Für Katrougalos ist dies ein Akt der sozialen Gerechtigkeit und Umverteilung. Für die Betroffenen ein Aufruf zum Schließen ihrer Betriebe und zum Auswandern. Schließlich müssen zum Beispiel heutige Assistenzärzte nach dem Entwurf von Katrougalos für ihre pensionierten Kollegen Renten aufbringen, die höher sind als der Monatslohn der Beitragszahler. Grob geschätzt bedeutet dies im Extremfall dreifach höhere Beiträge, verglichen zu dem, was der Rentner zahlte, aber nur die Hälfte von dessen Altersbezug.

Die griechischen Gazetten überschlagen sich im Wettbewerb, wer die extremsten Beispielrechnungen aufstellen kann. Ohne das auch von der Troika geforderte Zahlenwerk ist eine verbindliche und reale Einstufung, welche die Bürger für ihren Einzelfall nachprüfen könnten, jedoch kaum möglich. Die Griechen, an gebrochene Versprechen der Politik gewöhnt, vermuten daher kollektiv das Schlimmste.

Tatsächlich sinkt die Zahl der Beschäftigten im Land unter der seit 2008 andauernden Rezession stetig. Es ist somit jedem klar, dass knapp drei Millionen wirtschaftlich Aktive kaum eine ungefähr gleich große Anzahl von Rentnern finanzieren kann. Die Rentner wiederum kommen zusammen mit den Berufstätigen für die ungefähr fünf Millionen übrigen Bürger auf, also für Kinder, Studenten und Arbeitslose.

Es gleicht der Quadratur des Kreises unter diesen Randbedingungen eine Rentenreform zu bewerkstelligen. Katrougalos gibt an, er habe es trotzdem geschafft und würde mit weniger Staatszuschüssen und wegen der Krise sinkenden Beiträgen, den Bürgern gleich hohe Renten garantieren. Der Minister spricht sogar davon, dass sein Modell für die kommenden Jahre eine Rentenerhöhung vorsehen würde. Niemand mag es ihm glauben, noch weniger können die Modellrechnungen des Ministers nachvollziehen.

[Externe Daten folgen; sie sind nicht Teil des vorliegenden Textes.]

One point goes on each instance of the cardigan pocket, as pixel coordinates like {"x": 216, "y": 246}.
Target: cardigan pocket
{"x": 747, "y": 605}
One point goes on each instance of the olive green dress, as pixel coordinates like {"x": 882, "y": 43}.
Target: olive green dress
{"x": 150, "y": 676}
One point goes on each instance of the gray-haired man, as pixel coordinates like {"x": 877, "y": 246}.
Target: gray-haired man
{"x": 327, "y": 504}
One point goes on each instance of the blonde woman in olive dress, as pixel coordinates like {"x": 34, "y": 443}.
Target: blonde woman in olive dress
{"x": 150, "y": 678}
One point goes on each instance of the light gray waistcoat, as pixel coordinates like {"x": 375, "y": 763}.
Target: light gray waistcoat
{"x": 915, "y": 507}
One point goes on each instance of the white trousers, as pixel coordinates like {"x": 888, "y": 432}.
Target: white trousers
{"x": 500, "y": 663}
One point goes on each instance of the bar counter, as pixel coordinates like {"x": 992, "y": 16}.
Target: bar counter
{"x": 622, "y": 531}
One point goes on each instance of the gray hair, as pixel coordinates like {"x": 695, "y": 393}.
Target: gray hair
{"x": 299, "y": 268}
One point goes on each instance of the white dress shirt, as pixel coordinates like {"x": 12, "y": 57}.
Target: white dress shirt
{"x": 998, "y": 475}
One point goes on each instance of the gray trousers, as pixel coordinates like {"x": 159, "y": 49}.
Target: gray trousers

Flüchtlinge, Renten, Steuern - nur Probleme für Tsipras

Der frühere Arbeitsminister Andreas Loverdos von der PASOK rechnet daher mit seinem Nachfolger öffentlich ab. Er wirft Katrougalos vor, dass dieser mit voller Absicht ein Chaos schaffen würde, um die Verhandlungen mit den Kreditgebern zum Scheitern zu bringen. Tsipras hingegen sieht den Fehler bei den Kreditgebern.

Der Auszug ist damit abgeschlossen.